El murmullo del público se volvió confuso.
—Esta noche —continuó la voz— seleccionaremos a quienes poseen el potencial para trascender los límites humanos.
Mashly frunció el ceño.
Crimsno se puso de pie.
Las puertas del teatro se cerraron.
No con violencia. Con suavidad automática.
En las pantallas comenzaron a aparecer nombres. Indicadores. Porcentajes.
Mashly vio el suyo.
Y debajo.
El de Crimsno.
La temperatura del auditorio descendió apenas unos grados.
—¿Qué significa esto? —susurró alguien detrás.
La voz respondió como si la pregunta hubiera sido parte del guion.
—Helix Dominion ofrece oportunidades exclusivas a individuos con alta resonancia emocional y capacidad de influencia colectiva.
Las luces se concentraron sobre ciertas filas.
Sobre la primera.
Crimsno sintió una vibración leve bajo sus pies.
Mashly dejó el violín sobre el atril sin darse cuenta.
—Esto no es parte del concierto —murmuró.
Los asientos seleccionados comenzaron a iluminarse en azul.
—Los elegidos serán trasladados a una fase de evaluación inicial —dijo la voz—. No hay motivo de alarma.
Siempre decían eso.
No hay motivo de alarma.
Crimsno subió al escenario sin pensar, rompiendo cualquier protocolo.

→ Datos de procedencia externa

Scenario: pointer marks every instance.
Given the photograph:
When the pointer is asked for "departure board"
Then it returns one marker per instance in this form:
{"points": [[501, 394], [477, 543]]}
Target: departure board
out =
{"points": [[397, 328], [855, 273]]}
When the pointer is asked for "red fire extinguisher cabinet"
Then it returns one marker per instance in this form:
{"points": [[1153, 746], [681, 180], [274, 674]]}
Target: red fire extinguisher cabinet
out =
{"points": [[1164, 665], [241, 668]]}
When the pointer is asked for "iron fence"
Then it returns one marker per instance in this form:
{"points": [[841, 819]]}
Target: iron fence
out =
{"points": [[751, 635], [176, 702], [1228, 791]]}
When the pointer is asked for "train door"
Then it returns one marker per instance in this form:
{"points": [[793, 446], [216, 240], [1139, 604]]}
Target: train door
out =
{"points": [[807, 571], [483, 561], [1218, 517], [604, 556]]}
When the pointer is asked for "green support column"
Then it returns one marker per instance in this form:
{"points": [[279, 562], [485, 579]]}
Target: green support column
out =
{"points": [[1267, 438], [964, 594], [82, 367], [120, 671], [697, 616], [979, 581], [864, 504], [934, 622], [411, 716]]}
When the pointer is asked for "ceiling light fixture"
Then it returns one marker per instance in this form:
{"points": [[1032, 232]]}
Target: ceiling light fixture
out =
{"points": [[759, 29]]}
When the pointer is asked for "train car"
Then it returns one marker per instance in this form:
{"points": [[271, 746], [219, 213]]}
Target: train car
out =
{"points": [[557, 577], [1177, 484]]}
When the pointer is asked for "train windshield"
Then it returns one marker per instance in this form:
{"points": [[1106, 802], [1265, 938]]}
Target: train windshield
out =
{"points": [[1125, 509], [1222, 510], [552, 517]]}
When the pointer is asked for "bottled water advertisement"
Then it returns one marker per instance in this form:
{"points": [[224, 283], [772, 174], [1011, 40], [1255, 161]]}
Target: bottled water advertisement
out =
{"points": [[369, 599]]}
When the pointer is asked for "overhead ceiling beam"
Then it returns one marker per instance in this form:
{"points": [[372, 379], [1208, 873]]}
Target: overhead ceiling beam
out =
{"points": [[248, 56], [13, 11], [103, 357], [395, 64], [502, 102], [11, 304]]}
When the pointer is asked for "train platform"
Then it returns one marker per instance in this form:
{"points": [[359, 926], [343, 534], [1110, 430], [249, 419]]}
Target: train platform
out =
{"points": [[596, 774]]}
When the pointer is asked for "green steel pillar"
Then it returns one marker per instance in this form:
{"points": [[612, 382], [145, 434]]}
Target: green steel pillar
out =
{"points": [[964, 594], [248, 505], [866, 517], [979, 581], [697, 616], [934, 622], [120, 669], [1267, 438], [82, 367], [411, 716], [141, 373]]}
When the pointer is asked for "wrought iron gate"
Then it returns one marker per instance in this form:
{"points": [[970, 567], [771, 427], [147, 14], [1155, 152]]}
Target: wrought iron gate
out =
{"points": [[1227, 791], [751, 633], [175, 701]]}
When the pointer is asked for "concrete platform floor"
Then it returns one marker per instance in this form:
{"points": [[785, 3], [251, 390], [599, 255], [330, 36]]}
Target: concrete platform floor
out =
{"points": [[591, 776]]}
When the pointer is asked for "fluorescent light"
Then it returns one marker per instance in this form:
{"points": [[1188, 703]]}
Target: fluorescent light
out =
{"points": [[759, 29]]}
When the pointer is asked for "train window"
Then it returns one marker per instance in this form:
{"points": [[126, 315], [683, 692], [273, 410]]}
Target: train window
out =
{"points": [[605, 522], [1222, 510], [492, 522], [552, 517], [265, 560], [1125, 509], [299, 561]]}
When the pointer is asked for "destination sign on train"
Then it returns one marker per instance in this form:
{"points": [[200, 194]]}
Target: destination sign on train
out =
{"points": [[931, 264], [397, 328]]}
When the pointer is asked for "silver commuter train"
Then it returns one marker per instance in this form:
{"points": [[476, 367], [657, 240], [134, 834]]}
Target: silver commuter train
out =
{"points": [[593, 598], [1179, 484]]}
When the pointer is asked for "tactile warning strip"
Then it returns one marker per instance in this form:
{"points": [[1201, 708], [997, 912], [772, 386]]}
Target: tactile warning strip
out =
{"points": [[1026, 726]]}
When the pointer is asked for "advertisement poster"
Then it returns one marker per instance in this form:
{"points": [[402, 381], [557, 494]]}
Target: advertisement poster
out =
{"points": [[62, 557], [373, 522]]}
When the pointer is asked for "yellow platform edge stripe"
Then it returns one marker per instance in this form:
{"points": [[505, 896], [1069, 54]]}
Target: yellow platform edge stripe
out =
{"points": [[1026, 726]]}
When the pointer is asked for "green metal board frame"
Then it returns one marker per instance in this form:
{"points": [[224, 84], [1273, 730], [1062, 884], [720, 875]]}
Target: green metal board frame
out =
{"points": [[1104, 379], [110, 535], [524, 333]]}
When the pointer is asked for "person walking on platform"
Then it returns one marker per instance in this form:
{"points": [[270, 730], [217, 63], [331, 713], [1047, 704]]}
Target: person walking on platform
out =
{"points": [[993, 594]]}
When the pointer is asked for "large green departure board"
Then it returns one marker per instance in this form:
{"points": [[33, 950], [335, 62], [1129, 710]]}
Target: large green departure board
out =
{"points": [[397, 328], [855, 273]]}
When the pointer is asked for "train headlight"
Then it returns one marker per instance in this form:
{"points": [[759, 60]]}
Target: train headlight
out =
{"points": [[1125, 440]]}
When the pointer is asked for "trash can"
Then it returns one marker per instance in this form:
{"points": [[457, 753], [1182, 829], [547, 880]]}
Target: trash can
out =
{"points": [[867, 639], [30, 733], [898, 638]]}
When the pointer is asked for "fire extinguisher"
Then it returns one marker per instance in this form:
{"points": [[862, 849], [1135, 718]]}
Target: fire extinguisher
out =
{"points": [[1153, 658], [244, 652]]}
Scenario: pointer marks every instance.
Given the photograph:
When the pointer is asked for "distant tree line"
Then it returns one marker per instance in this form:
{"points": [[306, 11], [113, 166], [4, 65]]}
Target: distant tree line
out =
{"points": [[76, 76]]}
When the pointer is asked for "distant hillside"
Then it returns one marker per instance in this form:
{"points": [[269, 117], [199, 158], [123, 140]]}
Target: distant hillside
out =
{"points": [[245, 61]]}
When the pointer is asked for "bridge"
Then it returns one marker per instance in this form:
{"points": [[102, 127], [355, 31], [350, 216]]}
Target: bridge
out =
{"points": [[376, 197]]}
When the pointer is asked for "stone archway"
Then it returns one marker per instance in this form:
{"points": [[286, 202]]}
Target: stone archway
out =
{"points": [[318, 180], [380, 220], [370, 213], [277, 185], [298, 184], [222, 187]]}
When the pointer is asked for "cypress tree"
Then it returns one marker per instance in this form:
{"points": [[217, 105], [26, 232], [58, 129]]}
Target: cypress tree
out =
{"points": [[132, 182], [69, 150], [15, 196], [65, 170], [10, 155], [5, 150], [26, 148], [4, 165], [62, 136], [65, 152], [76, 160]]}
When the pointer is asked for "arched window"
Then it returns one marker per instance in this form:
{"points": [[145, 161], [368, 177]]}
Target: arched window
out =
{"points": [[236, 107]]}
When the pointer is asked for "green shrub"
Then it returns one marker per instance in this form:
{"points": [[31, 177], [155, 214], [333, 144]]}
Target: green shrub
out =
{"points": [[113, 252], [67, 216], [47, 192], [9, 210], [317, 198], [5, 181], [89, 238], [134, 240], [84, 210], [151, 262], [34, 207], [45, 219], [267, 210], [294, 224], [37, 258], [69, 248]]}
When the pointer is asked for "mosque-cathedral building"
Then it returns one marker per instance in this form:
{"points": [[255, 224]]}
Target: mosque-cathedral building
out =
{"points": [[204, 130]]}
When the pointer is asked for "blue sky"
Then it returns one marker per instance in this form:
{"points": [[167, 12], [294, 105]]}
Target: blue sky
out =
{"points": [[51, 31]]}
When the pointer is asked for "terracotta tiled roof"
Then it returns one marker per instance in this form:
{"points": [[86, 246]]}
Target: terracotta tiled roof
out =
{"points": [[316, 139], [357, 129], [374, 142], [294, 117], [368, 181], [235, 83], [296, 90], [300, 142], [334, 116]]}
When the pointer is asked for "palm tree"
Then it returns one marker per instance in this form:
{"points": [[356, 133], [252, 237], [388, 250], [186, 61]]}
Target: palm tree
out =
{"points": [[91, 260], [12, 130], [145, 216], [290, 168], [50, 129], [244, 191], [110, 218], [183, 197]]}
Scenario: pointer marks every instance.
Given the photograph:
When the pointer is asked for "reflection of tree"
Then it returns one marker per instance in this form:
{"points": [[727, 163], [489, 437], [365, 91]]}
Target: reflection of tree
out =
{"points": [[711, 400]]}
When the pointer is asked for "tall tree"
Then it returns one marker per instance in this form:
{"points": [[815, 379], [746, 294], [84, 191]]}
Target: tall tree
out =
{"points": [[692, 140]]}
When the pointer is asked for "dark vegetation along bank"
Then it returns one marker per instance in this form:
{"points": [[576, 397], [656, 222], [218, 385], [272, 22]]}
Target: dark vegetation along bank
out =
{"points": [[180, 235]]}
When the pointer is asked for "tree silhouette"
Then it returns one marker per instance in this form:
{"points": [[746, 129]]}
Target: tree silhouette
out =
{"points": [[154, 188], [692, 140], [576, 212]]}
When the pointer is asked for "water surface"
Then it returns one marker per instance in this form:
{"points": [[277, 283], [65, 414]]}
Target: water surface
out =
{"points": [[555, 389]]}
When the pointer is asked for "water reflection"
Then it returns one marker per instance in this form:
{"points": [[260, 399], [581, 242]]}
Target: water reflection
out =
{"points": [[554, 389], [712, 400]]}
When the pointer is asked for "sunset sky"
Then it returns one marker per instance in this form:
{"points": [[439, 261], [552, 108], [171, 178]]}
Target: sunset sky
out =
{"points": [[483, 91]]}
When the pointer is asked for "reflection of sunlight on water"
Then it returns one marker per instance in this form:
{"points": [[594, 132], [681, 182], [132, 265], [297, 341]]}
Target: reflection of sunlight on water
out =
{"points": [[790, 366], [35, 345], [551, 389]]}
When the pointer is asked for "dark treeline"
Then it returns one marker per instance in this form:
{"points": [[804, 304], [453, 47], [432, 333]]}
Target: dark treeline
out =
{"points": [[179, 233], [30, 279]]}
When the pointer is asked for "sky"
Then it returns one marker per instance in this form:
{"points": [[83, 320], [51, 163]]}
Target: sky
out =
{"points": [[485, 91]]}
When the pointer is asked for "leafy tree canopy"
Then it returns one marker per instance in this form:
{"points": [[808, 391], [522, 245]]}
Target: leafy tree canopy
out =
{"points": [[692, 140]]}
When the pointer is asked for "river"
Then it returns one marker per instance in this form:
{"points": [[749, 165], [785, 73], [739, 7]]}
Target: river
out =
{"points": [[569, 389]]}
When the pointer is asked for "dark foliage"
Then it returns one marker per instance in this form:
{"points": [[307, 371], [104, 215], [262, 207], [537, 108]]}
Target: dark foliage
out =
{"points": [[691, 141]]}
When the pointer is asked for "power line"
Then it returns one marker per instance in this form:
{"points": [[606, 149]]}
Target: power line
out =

Los guardias que aparecieron desde los laterales no lo detuvieron de inmediato; parecían más interesados en dirigir al resto del público hacia salidas específicas. Mashly lo miró acercarse con el mismo gesto que había tenido años atrás cuando lo descubrió escuchando desde el pasillo.
—¿Qué está pasando? —preguntó.
Crimsno negó con la cabeza.
—Nos eligieron.
—¿Para qué?
La respuesta no vino de él.
Vino del techo.
—Para algo más grande que la música.
El suelo bajo el escenario vibró.
Las pantallas mostraron gráficos que ahora resultaban dolorosamente familiares: compatibilidad emocional, impacto en audiencia, sincronización fisiológica. La palabra “Apego” apareció junto a sus nombres.
Mashly tomó la mano de Crimsno sin pensar.
No fue un gesto dramático. Fue instintivo.
—No voy a ir a ningún lado sin ti —dijo.
Crimsno apretó su mano con fuerza.
—No es una invitación.
Las luces se intensificaron hasta volverse blancas.
La última imagen que Mashly tuvo del teatro no fue el público ni las cámaras, sino el escenario vacío segundos después, el violín todavía apoyado en el atril, solo, bajo un foco que ya no tenía música que iluminar.Regresaron al presente con un sobresalto interno, aunque sus cuerpos en la Cámara de Evaluación permanecían inmóviles. La simulación había terminado, pero Helix no solo medía decisiones bajo presión. También inducía memorias, reactivaba conexiones neuronales asociadas al apego. El recuerdo terminó ahí.